The princess then comments with “Did God make you the sack er of peaceful cities? The kings nephews executioner, my husbands cousin?” Wallace replies to this with”York was the staging point for every invasion of my country, and that royal cousin hanged innocent Scots, even women and children, from the city walls.” First William combats the Princesses statement that York was a peaceful city by telling her that it was the epicenter for every invasion into Scotland, and that her husbands innocent cousin wasn’t so blameless. Winning her over to his side by refuting her, and showing her the truth about the ruthless English king. To add to this, William uses persuasion again, in the manner of attacking the audience. When a second English army threatens to wipe out Scotland’s capitol, William runs to the Scottish nobles to plea for help. When the Nobles hear of the sheer size of the army, they refuse to aid him, and contemplate surrender.

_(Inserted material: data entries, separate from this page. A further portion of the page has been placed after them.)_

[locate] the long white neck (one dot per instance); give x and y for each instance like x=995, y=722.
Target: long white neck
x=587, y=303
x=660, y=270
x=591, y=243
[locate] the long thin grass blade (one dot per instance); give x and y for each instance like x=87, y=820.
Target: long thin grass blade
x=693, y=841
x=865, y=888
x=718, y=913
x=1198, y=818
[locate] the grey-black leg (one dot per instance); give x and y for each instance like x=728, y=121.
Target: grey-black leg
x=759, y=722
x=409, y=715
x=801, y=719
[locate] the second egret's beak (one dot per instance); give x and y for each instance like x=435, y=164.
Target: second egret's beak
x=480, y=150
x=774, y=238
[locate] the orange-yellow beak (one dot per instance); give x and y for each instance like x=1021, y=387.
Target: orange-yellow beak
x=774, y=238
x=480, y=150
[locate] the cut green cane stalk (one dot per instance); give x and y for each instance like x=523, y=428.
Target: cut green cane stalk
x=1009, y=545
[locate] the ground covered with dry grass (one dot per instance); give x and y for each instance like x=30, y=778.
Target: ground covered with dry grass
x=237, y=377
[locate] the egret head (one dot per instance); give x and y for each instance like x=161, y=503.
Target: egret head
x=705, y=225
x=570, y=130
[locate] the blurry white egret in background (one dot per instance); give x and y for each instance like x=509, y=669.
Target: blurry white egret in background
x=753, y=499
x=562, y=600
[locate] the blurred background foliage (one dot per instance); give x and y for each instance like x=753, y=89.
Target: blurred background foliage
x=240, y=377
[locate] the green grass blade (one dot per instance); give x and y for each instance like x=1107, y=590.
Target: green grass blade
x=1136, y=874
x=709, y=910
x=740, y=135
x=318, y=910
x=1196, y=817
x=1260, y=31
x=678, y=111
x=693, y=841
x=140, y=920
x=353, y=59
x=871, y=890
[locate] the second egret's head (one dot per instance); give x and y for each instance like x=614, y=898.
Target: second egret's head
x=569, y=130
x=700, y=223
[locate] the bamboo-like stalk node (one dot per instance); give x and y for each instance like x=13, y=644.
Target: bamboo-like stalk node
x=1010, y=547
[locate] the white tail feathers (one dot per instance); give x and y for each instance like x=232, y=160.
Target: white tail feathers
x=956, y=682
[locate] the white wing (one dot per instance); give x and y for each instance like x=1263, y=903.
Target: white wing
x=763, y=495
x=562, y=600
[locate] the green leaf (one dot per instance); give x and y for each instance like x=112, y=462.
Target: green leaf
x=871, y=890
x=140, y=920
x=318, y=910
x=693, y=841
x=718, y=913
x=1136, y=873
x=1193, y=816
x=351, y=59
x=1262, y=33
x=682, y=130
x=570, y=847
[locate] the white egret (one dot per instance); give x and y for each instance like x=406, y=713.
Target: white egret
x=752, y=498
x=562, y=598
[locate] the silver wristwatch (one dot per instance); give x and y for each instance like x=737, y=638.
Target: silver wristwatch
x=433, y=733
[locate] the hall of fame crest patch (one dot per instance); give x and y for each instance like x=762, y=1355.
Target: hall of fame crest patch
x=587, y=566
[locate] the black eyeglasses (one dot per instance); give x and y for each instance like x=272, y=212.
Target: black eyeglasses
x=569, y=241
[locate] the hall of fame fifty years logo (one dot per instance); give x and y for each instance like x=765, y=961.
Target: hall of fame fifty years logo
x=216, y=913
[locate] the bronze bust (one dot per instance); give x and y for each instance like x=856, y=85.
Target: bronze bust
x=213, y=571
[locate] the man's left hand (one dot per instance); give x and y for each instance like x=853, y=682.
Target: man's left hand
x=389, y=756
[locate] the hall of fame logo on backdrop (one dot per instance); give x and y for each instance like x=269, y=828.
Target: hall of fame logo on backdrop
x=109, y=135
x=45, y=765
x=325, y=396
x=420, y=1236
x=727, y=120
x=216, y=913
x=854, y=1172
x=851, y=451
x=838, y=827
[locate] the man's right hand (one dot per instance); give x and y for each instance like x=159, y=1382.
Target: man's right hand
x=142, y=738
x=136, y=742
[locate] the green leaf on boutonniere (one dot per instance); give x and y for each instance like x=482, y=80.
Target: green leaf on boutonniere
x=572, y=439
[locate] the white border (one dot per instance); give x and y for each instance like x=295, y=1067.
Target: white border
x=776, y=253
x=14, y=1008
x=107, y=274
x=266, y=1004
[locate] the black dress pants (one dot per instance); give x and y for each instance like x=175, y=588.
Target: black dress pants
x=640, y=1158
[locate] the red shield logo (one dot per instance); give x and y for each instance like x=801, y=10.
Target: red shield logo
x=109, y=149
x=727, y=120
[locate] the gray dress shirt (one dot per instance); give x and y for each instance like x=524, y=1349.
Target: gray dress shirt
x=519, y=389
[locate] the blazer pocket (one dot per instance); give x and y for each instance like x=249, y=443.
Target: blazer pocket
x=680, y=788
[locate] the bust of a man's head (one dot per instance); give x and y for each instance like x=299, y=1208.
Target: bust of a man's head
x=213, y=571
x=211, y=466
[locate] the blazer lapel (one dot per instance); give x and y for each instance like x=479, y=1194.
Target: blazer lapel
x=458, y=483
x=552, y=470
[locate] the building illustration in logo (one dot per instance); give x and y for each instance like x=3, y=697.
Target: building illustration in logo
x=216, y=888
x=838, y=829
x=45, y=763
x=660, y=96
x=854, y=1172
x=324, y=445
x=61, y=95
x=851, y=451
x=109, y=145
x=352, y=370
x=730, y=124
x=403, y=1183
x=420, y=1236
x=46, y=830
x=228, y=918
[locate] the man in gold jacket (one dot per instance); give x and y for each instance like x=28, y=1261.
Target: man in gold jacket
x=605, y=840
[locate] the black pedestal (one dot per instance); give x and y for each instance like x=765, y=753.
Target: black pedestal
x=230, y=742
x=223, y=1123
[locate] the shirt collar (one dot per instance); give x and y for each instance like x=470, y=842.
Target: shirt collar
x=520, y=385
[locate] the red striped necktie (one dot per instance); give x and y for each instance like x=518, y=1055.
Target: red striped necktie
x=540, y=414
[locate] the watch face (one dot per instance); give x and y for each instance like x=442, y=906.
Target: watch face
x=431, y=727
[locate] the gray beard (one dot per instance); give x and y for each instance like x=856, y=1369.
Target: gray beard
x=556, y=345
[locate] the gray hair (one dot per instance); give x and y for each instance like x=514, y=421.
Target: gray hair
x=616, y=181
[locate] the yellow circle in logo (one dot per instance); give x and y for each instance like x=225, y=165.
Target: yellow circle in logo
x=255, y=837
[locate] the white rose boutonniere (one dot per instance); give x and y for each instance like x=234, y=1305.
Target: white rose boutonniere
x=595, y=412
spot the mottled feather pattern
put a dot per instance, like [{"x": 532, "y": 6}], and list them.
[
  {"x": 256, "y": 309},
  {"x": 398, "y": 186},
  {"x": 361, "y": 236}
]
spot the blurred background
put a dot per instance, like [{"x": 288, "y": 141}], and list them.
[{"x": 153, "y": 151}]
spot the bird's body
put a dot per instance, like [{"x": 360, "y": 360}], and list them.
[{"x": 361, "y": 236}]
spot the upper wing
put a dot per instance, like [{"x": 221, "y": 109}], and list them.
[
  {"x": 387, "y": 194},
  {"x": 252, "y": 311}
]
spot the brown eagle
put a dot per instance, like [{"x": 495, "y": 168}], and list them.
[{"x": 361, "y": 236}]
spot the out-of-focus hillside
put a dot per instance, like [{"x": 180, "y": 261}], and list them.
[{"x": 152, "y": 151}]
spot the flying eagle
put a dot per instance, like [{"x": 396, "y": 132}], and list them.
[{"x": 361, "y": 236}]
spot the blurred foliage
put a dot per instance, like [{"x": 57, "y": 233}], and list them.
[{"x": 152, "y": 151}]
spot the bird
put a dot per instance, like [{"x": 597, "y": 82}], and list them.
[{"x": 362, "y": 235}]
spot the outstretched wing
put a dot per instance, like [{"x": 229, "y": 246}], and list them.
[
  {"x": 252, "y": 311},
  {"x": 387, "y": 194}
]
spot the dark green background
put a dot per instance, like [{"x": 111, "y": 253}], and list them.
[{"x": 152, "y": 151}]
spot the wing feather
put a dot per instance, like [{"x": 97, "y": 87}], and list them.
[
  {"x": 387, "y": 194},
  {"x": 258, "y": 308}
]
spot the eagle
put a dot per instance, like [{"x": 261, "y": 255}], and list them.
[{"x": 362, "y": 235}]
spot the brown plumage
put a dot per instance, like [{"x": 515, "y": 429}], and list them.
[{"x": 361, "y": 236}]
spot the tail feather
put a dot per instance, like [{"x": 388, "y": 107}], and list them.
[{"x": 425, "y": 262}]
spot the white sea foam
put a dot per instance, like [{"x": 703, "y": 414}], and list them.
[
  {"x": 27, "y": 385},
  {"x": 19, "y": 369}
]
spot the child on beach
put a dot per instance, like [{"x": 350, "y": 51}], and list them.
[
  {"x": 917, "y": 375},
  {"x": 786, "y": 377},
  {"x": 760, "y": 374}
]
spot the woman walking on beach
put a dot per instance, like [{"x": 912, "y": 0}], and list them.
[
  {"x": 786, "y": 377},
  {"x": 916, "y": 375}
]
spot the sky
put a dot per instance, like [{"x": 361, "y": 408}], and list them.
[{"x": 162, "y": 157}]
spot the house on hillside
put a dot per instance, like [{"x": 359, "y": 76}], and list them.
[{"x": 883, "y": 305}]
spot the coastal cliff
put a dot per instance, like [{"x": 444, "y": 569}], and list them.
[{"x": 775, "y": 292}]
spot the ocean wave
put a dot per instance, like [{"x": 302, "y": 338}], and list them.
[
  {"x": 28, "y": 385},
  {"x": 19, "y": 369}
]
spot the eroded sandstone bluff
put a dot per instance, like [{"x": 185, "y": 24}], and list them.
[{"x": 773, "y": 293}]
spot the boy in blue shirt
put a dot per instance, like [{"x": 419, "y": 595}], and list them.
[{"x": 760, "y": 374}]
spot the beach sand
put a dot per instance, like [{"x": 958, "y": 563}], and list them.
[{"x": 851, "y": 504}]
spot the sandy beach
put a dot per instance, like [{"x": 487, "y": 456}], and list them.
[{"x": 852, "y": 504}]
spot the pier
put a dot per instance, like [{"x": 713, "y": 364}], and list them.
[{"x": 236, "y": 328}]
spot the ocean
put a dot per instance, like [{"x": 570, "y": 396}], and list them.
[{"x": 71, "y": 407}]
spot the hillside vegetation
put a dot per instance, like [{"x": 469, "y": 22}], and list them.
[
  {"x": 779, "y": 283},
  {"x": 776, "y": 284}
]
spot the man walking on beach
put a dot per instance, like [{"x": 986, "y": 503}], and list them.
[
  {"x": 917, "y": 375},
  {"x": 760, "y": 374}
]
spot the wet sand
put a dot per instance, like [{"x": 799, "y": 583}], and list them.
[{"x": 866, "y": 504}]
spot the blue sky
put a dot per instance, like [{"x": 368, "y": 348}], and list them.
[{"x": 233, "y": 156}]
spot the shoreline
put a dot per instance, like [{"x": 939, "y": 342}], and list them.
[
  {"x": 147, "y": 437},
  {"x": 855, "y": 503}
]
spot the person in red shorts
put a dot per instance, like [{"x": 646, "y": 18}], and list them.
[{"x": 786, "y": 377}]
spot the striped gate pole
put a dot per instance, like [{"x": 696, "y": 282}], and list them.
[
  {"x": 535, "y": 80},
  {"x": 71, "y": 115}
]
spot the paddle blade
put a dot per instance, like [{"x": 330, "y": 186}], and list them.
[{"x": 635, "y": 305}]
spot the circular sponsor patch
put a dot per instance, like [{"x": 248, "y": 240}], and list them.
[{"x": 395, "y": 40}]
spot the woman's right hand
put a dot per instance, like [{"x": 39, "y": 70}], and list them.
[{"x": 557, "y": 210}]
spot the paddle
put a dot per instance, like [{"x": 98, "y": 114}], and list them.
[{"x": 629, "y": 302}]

Wallace then accuses them of being cowards by saying “If you’ll not stand with us now then I say you are cowards, and if you are Scotsmen, then I’m ashamed to call myself one.” These insults hurdle the council into a frenzy, but rallies them to go onto the field to defend their reputations as men and defenders of their country. But they end up betraying Wallace, because the English king Edward bribed them to leave Wallace and his men to die. The final example of persuasion is when Wallace tries to convince his friend Robert The Bruce, heir to the throne of Scotland, by using logic to persuade Robert to fight. When Robert says that the nobles have much to risk by saying “These men have lands and castles. It’s much to risk”.
William, rebuttals with “And what about the common man that bleeds on the battle field, does he risk less?” What Wallace is trying to get across to Robert is that he doesn’t risk any more or less than the common soldier, so he can fight along side him too. To finalize, William Wallace in the film Braveheart used persuasion in forms of emotional appeal, refuting the opposition, attacking the audience, and logic to get his country men to take up arms, to defeat the English. He used emotional appeals to get his Scotsmen to stand and fight. Refuted the opposition to win over the princess of England. Wielded logic to persuade the Scottish king to fight with him. And utilized the power of attacking his audience to get the nobles on his side.
With the untrained speaker persuasion is as useless as a gun without bullets, but with the right training, persuasion can be a powerful weapon in the hands of a motivated determined speaker as was William Wallace.